In my experience of working with a number of clients in the energy and chemicals market within manufacturing, in addition to some in the consumer packaged goods (CPG) and pharmaceutical markets, I have observed some common challenges facing these industries, including:
- Ineffective Master Data Management: Data definition and data quality are common pain areas across industries, driven by acquisitions (multiple disparate systems) and lack of data management practices. These organizations are sitting on a pile of data, without being able to use this data for effective decision making. For example, almost all of the clients I worked with had inaccurate procurement and manufacturing lead times in their transactional systems, leading to judgment-based inventory planning. Inaccurate planning leads to frequent expediting and de-expediting and the resources were constrained by available capacity. To free up capacity, each component in the value chain buffers the lead time component and this lead to excess ordering and stocking to meet customer service levels.
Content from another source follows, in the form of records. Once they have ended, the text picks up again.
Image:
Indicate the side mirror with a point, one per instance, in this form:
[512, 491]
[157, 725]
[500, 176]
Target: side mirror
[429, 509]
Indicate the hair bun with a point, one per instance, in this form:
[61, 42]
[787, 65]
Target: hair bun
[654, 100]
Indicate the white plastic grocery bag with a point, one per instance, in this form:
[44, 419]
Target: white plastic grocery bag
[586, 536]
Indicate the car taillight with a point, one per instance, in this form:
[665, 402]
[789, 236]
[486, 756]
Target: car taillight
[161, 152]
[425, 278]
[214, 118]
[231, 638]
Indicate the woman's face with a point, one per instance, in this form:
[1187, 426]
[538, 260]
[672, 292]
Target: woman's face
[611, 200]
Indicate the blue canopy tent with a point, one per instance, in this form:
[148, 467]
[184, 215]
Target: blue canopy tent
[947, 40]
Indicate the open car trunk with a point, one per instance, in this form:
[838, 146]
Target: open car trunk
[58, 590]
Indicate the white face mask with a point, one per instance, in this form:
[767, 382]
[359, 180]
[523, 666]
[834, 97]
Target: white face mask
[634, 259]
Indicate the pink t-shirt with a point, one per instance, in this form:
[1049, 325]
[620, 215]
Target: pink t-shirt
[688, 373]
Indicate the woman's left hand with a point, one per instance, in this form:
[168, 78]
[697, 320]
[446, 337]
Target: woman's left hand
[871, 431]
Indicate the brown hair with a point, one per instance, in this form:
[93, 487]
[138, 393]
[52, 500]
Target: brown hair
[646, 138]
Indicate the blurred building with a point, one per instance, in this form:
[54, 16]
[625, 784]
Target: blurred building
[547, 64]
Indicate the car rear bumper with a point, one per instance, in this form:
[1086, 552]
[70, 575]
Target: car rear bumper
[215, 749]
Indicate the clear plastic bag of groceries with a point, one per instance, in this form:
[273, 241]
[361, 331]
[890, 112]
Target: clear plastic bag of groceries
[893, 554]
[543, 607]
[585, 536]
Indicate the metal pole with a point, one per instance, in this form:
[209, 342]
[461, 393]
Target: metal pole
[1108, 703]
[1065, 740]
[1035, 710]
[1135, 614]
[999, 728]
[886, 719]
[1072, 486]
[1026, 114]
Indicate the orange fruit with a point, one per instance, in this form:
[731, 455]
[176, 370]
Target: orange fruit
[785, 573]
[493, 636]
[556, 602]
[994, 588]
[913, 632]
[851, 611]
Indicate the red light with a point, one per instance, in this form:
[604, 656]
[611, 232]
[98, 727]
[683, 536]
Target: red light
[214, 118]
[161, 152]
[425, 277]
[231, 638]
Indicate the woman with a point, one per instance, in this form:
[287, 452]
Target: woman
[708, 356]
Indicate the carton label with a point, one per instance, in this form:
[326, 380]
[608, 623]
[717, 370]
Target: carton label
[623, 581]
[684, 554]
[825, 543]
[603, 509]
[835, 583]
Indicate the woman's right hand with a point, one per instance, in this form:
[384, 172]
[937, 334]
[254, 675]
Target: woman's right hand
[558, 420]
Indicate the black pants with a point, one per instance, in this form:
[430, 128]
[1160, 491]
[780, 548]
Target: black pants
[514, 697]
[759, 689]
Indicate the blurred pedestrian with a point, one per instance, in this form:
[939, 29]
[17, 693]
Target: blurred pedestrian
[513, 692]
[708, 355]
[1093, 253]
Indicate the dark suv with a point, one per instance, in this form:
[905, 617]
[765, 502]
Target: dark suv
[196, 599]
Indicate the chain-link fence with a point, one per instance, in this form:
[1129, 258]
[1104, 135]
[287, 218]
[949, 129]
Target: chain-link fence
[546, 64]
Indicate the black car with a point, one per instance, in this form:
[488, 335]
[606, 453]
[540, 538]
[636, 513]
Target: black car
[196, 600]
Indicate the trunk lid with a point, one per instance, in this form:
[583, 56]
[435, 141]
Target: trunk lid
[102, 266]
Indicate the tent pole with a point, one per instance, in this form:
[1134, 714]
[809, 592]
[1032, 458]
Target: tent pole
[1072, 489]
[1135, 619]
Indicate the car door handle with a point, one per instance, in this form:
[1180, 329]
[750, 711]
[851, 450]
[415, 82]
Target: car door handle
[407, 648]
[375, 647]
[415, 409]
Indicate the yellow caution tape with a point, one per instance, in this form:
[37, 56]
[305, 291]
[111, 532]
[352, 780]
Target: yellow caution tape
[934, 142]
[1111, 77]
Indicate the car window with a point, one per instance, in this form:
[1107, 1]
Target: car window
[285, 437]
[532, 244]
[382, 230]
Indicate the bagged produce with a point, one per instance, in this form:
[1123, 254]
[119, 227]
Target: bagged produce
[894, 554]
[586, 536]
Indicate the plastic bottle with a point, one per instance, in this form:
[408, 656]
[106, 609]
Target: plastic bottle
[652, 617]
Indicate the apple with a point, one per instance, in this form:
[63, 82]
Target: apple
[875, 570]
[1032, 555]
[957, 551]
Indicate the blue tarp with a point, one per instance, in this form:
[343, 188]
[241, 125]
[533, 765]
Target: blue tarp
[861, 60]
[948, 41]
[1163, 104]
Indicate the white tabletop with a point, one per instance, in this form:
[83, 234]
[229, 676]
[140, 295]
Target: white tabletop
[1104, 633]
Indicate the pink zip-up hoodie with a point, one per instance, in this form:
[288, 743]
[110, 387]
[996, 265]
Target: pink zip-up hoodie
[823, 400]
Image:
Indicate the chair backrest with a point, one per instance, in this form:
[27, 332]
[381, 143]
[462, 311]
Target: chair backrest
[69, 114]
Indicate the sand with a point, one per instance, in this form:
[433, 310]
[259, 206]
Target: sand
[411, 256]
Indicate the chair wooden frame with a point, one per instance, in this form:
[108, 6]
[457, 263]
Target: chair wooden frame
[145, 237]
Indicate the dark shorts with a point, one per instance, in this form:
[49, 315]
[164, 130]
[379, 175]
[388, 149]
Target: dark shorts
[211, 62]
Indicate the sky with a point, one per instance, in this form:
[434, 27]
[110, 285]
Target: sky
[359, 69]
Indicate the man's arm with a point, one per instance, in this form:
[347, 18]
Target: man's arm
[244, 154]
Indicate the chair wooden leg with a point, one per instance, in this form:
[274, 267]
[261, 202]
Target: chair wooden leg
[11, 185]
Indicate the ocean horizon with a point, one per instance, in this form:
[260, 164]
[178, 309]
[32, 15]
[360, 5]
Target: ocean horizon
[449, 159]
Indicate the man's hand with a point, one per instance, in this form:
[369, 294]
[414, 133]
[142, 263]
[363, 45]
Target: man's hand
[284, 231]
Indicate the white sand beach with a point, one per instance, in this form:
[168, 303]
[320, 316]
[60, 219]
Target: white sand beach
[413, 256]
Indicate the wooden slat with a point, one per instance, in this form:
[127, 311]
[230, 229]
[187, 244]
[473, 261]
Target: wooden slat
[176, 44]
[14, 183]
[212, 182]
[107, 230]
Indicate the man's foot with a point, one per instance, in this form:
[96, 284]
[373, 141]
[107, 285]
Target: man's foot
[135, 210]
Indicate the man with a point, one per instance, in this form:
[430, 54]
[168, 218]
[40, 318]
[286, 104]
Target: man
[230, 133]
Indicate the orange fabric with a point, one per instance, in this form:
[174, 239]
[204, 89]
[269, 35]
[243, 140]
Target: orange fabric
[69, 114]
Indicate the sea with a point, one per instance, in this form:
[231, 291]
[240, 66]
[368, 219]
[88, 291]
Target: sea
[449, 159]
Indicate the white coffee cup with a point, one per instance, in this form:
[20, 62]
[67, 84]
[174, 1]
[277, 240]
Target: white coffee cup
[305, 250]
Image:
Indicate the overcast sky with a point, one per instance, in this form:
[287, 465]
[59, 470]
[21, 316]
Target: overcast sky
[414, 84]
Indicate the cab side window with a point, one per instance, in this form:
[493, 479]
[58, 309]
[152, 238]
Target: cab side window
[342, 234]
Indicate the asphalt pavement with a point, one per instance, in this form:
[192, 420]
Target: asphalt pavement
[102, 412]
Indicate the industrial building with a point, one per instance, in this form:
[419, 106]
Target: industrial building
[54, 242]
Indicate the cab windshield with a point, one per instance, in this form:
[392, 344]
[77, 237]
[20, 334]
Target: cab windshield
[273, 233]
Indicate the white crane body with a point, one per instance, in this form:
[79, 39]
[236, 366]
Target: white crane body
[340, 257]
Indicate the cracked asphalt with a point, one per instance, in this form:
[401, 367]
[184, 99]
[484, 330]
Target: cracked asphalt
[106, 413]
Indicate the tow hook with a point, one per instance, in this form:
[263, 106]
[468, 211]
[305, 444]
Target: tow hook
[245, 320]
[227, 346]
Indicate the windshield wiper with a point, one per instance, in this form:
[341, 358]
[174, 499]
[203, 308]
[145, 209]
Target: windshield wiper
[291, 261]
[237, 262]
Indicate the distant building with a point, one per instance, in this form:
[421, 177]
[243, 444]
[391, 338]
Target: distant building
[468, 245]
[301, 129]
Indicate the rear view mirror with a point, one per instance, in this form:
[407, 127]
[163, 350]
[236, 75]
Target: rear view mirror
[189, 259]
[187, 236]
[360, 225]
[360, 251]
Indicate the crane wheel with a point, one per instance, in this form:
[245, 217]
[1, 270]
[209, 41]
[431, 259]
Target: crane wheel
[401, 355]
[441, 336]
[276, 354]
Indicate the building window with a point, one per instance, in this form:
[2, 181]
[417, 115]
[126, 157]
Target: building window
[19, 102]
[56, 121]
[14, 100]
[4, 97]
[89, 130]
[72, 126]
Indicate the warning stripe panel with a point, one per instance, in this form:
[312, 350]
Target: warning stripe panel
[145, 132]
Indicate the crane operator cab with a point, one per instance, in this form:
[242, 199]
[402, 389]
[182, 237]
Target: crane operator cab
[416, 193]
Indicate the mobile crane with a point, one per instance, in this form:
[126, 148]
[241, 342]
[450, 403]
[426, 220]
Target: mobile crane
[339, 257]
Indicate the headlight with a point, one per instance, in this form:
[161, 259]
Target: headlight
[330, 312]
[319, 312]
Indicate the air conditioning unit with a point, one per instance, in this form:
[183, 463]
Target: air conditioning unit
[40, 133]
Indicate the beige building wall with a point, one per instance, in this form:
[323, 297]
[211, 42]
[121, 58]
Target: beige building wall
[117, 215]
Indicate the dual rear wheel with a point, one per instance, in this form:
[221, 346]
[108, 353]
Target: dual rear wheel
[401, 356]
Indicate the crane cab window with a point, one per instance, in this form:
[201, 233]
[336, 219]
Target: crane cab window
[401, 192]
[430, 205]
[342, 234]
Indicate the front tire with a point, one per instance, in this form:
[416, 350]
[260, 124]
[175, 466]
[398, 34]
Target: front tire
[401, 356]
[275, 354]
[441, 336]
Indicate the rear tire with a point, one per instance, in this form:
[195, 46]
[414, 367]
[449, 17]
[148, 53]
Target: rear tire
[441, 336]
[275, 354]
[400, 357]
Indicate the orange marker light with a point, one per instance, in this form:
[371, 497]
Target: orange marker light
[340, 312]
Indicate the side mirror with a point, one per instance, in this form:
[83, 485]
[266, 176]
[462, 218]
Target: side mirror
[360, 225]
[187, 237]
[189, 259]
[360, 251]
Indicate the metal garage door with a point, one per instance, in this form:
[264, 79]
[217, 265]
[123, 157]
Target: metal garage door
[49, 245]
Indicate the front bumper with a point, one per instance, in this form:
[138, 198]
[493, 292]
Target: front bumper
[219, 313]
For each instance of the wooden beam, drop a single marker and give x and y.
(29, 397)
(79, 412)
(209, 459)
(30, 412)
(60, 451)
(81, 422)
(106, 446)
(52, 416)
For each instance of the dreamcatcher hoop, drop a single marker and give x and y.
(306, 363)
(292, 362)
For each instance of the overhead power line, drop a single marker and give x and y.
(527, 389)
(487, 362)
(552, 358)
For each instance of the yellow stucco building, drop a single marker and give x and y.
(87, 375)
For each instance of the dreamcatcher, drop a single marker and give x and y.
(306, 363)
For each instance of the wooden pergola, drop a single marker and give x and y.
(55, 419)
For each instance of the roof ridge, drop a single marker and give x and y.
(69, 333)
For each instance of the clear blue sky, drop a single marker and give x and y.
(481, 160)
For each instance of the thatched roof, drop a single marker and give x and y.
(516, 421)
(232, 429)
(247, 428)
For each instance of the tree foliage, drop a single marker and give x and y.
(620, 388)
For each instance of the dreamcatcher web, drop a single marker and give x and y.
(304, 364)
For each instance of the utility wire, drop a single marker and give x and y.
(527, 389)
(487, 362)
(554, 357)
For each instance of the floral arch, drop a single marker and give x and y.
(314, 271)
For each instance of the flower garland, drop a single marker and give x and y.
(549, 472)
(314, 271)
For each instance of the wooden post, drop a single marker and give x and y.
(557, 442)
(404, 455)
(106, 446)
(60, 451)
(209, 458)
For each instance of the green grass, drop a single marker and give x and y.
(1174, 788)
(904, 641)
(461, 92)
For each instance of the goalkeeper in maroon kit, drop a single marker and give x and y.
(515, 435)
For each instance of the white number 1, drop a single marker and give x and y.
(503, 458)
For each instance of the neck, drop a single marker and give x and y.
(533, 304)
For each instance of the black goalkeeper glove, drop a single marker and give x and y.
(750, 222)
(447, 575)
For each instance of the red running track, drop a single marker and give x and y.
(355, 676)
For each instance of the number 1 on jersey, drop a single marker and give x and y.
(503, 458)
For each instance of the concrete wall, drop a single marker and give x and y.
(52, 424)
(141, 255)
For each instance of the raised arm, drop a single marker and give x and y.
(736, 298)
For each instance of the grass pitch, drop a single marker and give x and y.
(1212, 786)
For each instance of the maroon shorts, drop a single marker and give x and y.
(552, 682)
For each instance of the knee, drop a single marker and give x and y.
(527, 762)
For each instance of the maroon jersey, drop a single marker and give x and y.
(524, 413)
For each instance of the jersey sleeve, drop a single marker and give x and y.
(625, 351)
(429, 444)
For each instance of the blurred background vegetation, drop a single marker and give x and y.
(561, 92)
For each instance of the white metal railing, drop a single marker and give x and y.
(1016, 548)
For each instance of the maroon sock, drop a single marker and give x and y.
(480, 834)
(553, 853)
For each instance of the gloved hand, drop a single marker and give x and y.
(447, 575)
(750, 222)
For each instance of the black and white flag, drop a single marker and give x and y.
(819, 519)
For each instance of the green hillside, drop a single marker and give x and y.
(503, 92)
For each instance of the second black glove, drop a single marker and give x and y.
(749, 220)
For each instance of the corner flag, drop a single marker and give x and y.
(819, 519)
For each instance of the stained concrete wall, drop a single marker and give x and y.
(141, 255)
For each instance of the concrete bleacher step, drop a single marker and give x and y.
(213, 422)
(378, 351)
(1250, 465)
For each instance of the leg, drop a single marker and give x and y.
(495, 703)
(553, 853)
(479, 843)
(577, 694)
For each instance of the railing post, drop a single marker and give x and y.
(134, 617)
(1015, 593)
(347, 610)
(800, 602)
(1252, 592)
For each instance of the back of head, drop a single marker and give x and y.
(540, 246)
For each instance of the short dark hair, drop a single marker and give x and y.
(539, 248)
- Individual goals not aligned to overall objectives: While all of the clients I worked with believed that cycle time reduction would bring a competitive edge to their business, and had an overall objective of reduced order-to-delivery cycle time, individual elements of the overall cycle time did not have any goals around lead time adherence. Similarly, procurement and logistics functions were measured on cost savings only, while CXOs’ objective was to improve customer service levels and working capital. There were no processes around supplier or freight forwarder performance management on fulfillment or lead time adherence, or the processes were so ineffective that it didn’t drive any actions or behavior.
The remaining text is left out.